Mediação e diálogo solucionam 80% dos conflitos com acordos

Diante da morosidade do judicial, população busca formas mais rápidas de resolver suas disputas 

O sistema de Justiça brasileiro é conhecido, primordialmente, por sua lentidão. Recorrer ao auxílio de tribunais para solucionar uma disputa e ter direitos garantidos requer, sobretudo, paciência. Entre o ingresso de uma ação judicial e o término do processo, pode-se levar, com sorte, semanas ou meses, mas o comum é que a espera dure anos, muitos anos.

O último relatório Justiça em Números, divulgado no ano passado pelo Conselho Nacional de Justiça, revelou que, em 2011, cerca de 84 milhões de processos tramitaram na Justiça. Daí vem a morosidade, agravada pela grande quantidade de recursos possíveis contra condenações. Diante do "congestionamento" que surge, resta à população buscar formas alternativas de resolver questões sem passar pela Justiça.

Nos casos de cobrança de dívida, conflitos familiares, conflitos de imóvel e locação, atritos entre vizinhos e problemas no pagamento de pensão alimentícia, por exemplo, a mediação tem sido uma maneira mais rápida e simples de encontrar a solução para um impasse ou disputa. O procedimento funciona da seguinte maneira: ambas as partes em divergência são convocadas a uma audiência e tenta-se, a partir do diálogo, chegar a um acordo.

O serviço é oferecido por meio da Defensoria Pública do Estado, do Fórum Clóvis Beviláqua, centros de assessoria jurídica de universidades, do Ministério Público do Estado do Ceará, entre outros.

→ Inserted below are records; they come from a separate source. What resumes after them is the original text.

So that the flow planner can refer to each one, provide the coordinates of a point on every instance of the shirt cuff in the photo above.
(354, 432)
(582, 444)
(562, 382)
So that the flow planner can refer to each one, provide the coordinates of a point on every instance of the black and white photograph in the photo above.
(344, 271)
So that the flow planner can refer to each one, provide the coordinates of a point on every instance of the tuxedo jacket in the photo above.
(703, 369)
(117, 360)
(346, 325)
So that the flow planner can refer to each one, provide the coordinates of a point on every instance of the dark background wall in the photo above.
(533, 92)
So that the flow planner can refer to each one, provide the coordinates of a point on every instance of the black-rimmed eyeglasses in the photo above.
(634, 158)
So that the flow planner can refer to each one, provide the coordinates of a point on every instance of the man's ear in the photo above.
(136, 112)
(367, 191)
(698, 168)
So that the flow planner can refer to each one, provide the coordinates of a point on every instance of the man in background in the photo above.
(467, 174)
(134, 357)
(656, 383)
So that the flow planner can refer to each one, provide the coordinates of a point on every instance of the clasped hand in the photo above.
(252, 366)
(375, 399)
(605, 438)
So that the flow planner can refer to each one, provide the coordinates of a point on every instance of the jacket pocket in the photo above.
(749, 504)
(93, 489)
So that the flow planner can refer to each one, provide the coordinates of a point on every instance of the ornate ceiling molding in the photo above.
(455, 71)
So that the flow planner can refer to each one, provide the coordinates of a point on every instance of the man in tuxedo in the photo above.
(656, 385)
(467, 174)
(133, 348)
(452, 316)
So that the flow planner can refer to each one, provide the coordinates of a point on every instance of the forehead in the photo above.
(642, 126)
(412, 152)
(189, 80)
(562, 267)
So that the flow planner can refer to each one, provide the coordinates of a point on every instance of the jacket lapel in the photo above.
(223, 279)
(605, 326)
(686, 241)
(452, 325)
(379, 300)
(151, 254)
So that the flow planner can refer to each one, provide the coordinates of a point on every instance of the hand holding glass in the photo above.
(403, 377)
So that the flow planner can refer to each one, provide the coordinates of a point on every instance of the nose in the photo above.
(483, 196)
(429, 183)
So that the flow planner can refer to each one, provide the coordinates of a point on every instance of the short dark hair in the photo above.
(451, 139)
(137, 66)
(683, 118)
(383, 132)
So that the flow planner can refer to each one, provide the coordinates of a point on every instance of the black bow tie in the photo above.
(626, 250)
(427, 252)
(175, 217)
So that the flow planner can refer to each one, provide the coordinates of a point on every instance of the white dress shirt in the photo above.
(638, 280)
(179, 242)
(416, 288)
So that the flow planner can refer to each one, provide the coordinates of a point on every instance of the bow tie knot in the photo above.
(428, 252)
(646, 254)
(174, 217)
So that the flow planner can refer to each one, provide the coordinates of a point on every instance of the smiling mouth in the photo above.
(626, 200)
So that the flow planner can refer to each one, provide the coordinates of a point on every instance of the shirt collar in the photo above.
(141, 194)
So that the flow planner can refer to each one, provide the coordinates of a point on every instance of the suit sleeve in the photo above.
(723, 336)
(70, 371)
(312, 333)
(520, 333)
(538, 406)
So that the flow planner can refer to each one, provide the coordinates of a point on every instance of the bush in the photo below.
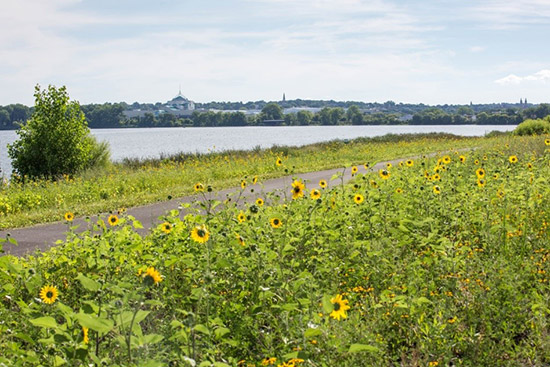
(534, 127)
(56, 139)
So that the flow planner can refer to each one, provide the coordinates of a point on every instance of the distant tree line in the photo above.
(111, 115)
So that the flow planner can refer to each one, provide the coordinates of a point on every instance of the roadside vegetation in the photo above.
(111, 187)
(429, 262)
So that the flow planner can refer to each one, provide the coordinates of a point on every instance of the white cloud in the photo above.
(512, 79)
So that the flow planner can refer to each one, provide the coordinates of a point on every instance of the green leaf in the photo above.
(354, 348)
(312, 332)
(96, 323)
(327, 305)
(201, 329)
(45, 321)
(89, 284)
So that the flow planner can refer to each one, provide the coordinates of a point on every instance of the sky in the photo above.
(406, 51)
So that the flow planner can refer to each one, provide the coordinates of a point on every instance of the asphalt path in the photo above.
(44, 236)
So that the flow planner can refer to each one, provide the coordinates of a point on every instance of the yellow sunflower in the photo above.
(152, 276)
(480, 173)
(275, 222)
(240, 239)
(241, 217)
(199, 187)
(200, 234)
(384, 174)
(113, 220)
(339, 307)
(166, 227)
(48, 294)
(315, 194)
(297, 189)
(85, 338)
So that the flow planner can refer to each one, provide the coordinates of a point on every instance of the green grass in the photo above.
(445, 262)
(141, 182)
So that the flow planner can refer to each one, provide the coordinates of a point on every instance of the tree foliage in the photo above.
(56, 139)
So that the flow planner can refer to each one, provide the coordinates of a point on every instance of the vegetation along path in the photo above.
(44, 236)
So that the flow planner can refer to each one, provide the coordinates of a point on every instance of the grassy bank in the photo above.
(436, 262)
(137, 182)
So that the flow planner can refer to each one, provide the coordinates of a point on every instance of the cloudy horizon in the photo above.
(432, 52)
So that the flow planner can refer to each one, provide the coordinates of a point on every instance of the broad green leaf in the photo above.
(93, 322)
(89, 284)
(45, 321)
(362, 348)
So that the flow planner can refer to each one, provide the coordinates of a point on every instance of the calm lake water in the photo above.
(152, 142)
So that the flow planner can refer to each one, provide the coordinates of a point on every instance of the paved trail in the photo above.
(44, 236)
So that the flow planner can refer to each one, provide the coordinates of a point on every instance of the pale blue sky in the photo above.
(429, 51)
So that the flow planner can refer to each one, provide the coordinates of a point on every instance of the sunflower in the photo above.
(275, 222)
(339, 307)
(315, 194)
(239, 239)
(166, 227)
(48, 294)
(199, 187)
(241, 217)
(384, 174)
(85, 338)
(69, 216)
(297, 189)
(113, 220)
(480, 173)
(152, 276)
(200, 234)
(358, 198)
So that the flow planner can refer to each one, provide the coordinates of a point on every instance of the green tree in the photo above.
(56, 139)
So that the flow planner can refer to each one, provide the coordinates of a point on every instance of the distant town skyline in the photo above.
(420, 51)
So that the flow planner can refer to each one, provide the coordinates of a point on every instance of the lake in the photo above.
(151, 142)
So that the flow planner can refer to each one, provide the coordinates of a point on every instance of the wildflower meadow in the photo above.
(440, 260)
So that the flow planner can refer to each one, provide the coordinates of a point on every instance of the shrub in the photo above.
(534, 127)
(56, 139)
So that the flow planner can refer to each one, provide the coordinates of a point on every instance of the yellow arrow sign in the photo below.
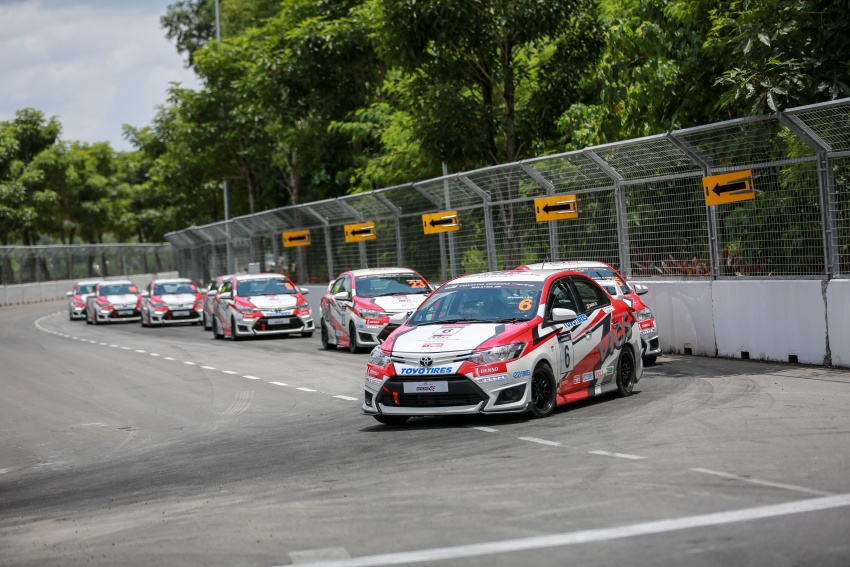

Este último possui 10 núcleos de mediação em quatro municípios (seis somente em Fortaleza), onde, apenas no primeiro semestre desse ano, já foram atendidas 14.777 pessoas.

Resolução

A maioria das reclamações, cerca de 24%, refere-se a conflitos familiares, seguidos dos atrasos no repasse de pensões alimentícias (19%), cobranças de dívida (12%) e os conflitos entre vizinhos (11%).

O elevado índice de resolutividade comprova a validade da iniciativa. Entre 80% e 87% das disputas são solucionadas apenas na base da conversa e no estabelecimento de tratos a serem cumpridos, sem qualquer apelo judicial.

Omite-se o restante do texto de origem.